Gods woorden over het koninkrijk Juda en het koninkrijk Israël

De Heer zegt: Ik ga de bewoners van het koninkrijk Juda straffen,[i] omdat ze zóveel vreselijke dingen hebben gedaan. Mijn besluit staat vast. Want ze hebben mijn wet niet willen gehoorzamen. Ze hebben zich niet aan mijn leefregels willen houden. Maar ze hebben goden aanbeden die geen goden zijn, net als hun voorouders. Daarom zal Ik Juda door oorlog verwoesten. De paleizen van Jeruzalem zullen afbranden.

Footnotes

  1. Amos 1:3 Damaskus was de hoofdstad van Aram.
  2. Amos 1:4 Hazaël vermoordde koning Benhadad van Aram en werd in zijn plaats koning van Aram. Lees 2 Koningen 8:7-15. Later veroverde hij Gilead van Israël. Lees 2 Koningen 10:32 en 33. Hij deed daar de vreselijke dingen die de profeet in 2 Koningen 8:12 al van tevoren over hem had gezegd.
  3. Amos 1:4 Benhadad was vóór Hazaël koning van Aram. Hij was door Hazaël vermoord.
  4. Amos 1:6 Gaza, Ekron, Askelon en Asdod waren Filistijnse steden. Ze hadden alle vier een eigen stadskoning.
  5. Amos 1:6 Bedoeld worden de bewoners van de Judeese steden en dorpen langs de grens met Filistea.
  6. Amos 1:9 Koning Hiram van Tyrus had ooit een verbond gesloten met koning David.

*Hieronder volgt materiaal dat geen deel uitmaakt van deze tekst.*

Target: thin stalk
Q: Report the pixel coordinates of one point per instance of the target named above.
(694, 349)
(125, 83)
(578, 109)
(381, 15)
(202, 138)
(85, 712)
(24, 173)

Lees 1 Koningen 5:12. Maar later trok hij zich daar niets meer van aan.
  7. Amos 1:11 Edom is een andere naam van Ezau (Lees Genesis 25:21-26 en Genesis 36:1). Ezau was de tweelingbroer van Jakob, die later de naam Israël kreeg. Uit Israël is het volk Israël ontstaan, uit Ezau is het volk Edom ontstaan. Daarom was het volk Edom de 'broer' van het volk Israël. Edom voerde altijd oorlog tegen Israël.
  8. Amos 2:1 Het was in die tijd de allergrootste belediging om iemand niet te begraven maar te verbranden en de overblijvende kalk te gebruiken als witkalk voor muren. Daarmee liet men zien dat men geen enkel respect voor de dode had.
  9. Amos 2:4 Na de dood van koning Salomo was Israël in twee koninkrijken uiteen gevallen. De tien stammen in het noorden vormden het koninkrijk Israël. Ze kozen een eigen koning. Samaria werd de hoofdstad. De stammen Juda en Benjamin in het zuiden vormden het koninkrijk Juda. De zoon van koning Salomo werd hun koning. Jeruzalem bleef hun hoofdstad.